Ce qui rend cette hypothèse peu probable dans le contexte actuel c’est que le président Emmanuel Macron n’a pas encore joué toutes les cartes pour tenter de convaincre le régime algérien de revenir à la raison.
Alger et Paris se dirigent-ils inéluctablement vers une rupture des relations diplomatiques ? C’est en tout cas le sentiment qui domine cette escalade de tensions dans leurs relations et les minces possibilités de normalisation qui s’offrent aux deux pays.
Après une apparente accalmie initiée par le coup de téléphone entre Emmanuel Macron et Abdelmajid Tebboune, suivie par la visite de Jean-Noël Barrot à Alger, la confrontation politique et la rupture entre les deux pays sont reparties de plus belle. Paris accuse Alger d’avoir tenté de monter des opérations d’enlèvement d’opposants sur le territoire français en flagrante violation de toutes les conventions entre les deux pays.
Après cette phase d’expulsion réciproque de diplomates et le rappel de l’ambassadeur français, l’interrogation qui domine les cercles du pouvoir des deux côtés de la Méditerranée est : quelle sera l’étape suivante ? Sera-t-elle acculée à une indispensable accalmie au regard des enjeux lourds et vitaux de cette très particulière relation entre la France et l’Algérie ? Ou ira-t-elle vers plus de tensions jusqu’à atteindre la rupture des relations diplomatiques entre les deux pays?
Même s’il paraît politiquement impossible aujourd’hui, ce scénario n’est pas à exclure dans l’évolution de cette effervescente relation entre Alger et Paris. Enjeu. Des forces aussi bien en Algérie qu’en France qui pourraient trouver un intérêt stratégique commun à ce divorce.
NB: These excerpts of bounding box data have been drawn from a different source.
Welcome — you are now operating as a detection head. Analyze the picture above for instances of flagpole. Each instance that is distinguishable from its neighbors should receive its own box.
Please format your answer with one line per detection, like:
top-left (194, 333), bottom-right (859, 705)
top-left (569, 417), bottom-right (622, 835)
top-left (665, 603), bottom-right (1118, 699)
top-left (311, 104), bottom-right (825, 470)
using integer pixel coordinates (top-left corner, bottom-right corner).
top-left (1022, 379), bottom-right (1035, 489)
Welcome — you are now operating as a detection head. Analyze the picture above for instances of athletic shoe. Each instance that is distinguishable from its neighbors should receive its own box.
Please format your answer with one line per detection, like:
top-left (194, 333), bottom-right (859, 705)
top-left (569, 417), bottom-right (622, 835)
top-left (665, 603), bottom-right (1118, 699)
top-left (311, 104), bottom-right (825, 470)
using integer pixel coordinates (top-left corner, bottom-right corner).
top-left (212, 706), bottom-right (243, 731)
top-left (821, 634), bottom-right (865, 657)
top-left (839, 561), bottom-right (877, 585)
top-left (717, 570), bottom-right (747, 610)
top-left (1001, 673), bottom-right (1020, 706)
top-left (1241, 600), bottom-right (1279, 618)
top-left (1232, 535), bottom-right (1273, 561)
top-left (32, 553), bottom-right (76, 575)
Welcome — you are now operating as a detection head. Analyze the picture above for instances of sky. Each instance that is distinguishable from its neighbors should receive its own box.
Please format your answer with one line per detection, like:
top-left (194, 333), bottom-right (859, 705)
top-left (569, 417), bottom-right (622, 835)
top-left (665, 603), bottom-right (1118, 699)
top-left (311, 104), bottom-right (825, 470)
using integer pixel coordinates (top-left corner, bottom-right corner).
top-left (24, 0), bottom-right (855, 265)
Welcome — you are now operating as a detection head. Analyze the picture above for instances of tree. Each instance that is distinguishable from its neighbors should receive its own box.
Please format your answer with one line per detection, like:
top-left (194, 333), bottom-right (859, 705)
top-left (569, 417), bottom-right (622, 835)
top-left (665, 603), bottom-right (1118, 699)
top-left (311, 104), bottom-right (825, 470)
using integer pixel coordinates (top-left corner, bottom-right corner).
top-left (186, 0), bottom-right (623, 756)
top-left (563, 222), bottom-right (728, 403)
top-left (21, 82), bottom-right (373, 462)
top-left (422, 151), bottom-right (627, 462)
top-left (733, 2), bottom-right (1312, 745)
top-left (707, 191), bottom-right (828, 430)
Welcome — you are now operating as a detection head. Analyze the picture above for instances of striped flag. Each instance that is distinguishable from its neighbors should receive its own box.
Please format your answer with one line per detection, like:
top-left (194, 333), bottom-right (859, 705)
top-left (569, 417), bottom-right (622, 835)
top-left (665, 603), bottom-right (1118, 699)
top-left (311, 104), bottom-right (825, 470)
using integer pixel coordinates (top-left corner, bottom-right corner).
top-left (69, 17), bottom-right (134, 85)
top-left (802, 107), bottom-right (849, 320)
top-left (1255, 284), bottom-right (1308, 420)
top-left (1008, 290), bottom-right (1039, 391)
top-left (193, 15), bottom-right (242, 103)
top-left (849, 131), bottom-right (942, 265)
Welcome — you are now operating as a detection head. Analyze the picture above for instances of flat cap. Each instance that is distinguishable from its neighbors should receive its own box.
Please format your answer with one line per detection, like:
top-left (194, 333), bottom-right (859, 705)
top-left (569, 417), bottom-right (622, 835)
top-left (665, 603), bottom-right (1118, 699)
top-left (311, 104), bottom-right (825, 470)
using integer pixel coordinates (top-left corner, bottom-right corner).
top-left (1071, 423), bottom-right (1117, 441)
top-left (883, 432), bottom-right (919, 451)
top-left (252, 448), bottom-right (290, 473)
D’abord en Algérie où la haine de la France a longtemps fonctionné comme un carburant pour légitimer la prédation politique et économique du système algérien issu de la décolonisation. Aujourd’hui le régime algérien ne tient que par une double haine. Celle à l’égard de son voisin marocain et celle à l’égard de son ancien colonisateur la France.
Ensuite en France où des milieux de droite et d’extrême droite sont devenus politiquement épidermiques au fait algérien en France qui charrie avec lui une violence intrinsèque et un danger permanent sur le vivre-ensemble.
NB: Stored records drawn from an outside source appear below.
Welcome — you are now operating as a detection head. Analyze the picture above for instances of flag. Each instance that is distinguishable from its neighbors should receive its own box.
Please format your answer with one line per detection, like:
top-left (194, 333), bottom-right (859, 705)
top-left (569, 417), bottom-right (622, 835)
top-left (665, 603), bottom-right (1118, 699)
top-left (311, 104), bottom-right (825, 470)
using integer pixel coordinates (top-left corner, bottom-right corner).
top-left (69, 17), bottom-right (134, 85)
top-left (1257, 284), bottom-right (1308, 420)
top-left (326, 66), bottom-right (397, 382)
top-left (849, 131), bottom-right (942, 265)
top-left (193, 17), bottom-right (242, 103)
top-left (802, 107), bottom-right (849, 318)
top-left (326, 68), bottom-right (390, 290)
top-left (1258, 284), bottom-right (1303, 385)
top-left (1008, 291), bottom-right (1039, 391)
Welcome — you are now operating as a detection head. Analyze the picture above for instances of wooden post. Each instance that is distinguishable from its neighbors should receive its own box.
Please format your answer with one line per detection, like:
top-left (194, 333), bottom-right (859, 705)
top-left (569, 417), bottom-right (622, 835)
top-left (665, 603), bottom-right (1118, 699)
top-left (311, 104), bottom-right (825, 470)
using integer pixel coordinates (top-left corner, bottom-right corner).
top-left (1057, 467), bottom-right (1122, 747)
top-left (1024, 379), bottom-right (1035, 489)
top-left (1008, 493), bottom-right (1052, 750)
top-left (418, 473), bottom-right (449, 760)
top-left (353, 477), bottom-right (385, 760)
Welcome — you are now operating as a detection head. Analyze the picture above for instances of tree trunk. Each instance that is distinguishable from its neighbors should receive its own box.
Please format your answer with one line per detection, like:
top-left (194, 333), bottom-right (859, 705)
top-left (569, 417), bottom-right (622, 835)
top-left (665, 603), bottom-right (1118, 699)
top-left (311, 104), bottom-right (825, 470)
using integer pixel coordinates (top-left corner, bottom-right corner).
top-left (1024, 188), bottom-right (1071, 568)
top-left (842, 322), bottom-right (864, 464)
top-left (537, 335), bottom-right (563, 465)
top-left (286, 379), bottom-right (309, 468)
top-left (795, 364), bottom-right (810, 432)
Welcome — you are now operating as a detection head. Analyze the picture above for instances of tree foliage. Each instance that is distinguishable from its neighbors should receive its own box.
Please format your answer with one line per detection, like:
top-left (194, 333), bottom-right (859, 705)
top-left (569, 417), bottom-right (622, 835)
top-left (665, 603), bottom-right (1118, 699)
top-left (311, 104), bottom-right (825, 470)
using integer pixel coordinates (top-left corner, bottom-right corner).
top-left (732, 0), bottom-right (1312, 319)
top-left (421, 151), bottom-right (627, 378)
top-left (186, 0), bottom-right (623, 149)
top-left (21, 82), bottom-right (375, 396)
Théoriquement, l’intérêt de ces deux tendances serait d’aller à la grande rupture pour crever les abcès de cette histoire commune entre les deux pays avec l’espoir de la reconfigurer sur de nouvelles bases. En tout cas c’est sur ce point particulier de divergence que la doctrine officielle algérienne est en train d’appuyer pour justifier cette crise avec la France.
Pour Alger, le grand méchant politicien qui veut, pour des raisons de braconnage électoral, jeter l’huile sur le feu n’est autre que le ministre de l’intérieur Bruno Retailleau. D’ailleurs aussi bien la presse écrite algérienne dans une surprenante unanimité que les chaînes de télévision ont pris Retailleau comme bouc émissaire. Si le sentiment de l’impasse domine ces relations, ce serait uniquement par la faute d’un homme, Retailleau, à la foudroyante ambition présidentielle.
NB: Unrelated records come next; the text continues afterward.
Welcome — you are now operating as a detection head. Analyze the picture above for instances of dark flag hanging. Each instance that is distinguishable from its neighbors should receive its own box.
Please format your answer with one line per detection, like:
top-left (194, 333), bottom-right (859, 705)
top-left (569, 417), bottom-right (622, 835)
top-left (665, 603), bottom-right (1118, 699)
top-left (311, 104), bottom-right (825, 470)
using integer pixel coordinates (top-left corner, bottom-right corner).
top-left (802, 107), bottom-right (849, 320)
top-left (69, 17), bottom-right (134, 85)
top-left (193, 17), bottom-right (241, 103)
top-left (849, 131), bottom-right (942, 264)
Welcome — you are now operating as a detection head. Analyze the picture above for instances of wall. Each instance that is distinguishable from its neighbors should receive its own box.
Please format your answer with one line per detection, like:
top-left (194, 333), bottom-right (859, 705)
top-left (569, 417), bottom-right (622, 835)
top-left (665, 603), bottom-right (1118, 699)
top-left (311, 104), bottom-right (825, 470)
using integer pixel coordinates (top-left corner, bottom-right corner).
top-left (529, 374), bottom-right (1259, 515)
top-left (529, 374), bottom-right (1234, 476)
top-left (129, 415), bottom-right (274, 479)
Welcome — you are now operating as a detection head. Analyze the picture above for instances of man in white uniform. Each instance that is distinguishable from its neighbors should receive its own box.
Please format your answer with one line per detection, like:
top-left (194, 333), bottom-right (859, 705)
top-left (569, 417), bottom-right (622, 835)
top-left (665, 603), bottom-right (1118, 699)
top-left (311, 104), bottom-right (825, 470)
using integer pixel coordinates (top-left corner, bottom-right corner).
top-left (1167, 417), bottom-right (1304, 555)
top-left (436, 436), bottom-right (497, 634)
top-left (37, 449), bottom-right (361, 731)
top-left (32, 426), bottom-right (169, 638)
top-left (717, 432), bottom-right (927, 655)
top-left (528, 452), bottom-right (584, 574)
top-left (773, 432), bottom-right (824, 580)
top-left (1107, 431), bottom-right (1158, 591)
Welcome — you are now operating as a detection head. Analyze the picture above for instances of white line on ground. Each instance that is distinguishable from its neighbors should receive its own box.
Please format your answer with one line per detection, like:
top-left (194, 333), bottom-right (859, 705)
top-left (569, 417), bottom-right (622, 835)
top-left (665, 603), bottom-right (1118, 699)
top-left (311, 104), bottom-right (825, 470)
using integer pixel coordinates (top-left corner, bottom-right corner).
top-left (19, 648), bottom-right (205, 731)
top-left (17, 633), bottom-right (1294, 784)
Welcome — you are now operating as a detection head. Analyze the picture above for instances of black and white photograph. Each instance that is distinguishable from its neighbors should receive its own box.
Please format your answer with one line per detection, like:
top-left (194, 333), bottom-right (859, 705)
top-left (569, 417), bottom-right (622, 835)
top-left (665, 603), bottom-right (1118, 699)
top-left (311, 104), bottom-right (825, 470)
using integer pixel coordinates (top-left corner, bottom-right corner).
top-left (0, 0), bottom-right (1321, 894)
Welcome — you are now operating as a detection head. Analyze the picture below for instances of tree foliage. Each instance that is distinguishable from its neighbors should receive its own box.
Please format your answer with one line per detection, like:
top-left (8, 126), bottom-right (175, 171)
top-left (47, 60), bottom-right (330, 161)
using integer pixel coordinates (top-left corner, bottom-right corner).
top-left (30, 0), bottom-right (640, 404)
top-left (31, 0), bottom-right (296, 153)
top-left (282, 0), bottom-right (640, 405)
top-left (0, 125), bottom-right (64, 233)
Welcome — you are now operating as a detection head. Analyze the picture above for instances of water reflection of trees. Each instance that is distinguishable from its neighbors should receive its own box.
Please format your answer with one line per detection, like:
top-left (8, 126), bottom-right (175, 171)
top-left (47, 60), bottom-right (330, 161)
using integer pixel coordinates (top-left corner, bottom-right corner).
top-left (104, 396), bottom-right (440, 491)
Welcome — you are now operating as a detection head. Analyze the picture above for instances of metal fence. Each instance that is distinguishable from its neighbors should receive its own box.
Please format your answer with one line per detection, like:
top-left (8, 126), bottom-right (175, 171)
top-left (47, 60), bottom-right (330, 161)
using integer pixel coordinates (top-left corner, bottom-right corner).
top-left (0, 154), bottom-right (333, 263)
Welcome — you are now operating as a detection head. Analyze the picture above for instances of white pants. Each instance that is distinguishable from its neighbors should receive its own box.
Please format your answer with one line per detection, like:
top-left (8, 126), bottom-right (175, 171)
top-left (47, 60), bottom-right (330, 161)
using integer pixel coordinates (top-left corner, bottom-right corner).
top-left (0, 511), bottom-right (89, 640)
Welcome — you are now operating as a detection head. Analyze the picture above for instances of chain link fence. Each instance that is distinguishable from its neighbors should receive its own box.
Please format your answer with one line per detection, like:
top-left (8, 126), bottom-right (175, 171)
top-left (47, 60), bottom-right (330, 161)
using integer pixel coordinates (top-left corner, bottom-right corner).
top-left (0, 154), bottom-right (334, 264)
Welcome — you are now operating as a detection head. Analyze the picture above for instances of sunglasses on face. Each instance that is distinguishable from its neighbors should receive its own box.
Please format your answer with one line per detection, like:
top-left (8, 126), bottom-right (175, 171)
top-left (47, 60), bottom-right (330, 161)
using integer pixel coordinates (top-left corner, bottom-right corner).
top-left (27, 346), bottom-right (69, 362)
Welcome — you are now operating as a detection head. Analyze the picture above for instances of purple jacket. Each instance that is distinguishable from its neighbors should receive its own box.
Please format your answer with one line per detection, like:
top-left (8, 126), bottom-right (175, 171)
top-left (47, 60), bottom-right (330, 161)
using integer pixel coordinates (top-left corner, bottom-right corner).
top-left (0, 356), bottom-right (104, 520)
En cantonnant ses attaques sur le ministre de l’intérieur, le régime algérien veut faire croire que la crise n’est pas de son fait ni de ses choix politiques mais celle d’une droite radicale nostalgique de l’Algérie française. Cet angle d’attaque présente, a priori, l’avantage de s’offrir des portes de sortie non pas à travers une mise à plat de toutes les divergences politiques entre Paris et Alger mais à travers une sortie de Bruno Retailleau de la photo gouvernementale. Ce qui, vu l’absence de majorité et l’instabilité politique qui caractérisent la scène française depuis les dernières législatives, peut arriver à n’importe quel moment. Le gouvernement de François Bayrou n’est pas à l’abri d’une motion de censure et le Parlement français d’une dissolution.
La crise entre la France et l’Algerie ira-t-elle donc jusqu’à connaître une rupture des relations diplomatiques? Ce serait non seulement historique mais gravement chargé de tous les risques pour les deux pays. Ce qui rend cette hypothèse peu probable dans le contexte actuel c’est que le président Emmanuel Macron n’a pas encore joué toutes les cartes pour tenter de convaincre le régime algérien de revenir à la raison. Cartes de séduction bien sûr mais cartes de dissuasion. Emmanuel Macron qui a débuté son premier mandat comme le président de la République qui a exprimé la plus forte déclaration d’empathie à l’égard de l’Algérie au point que son tropisme algérien faisait tache dans le casting présidentiel de la cinquième République ne voudrait certainement pas terminer son second mandat par une rupture diplomatique avec l’Algérie.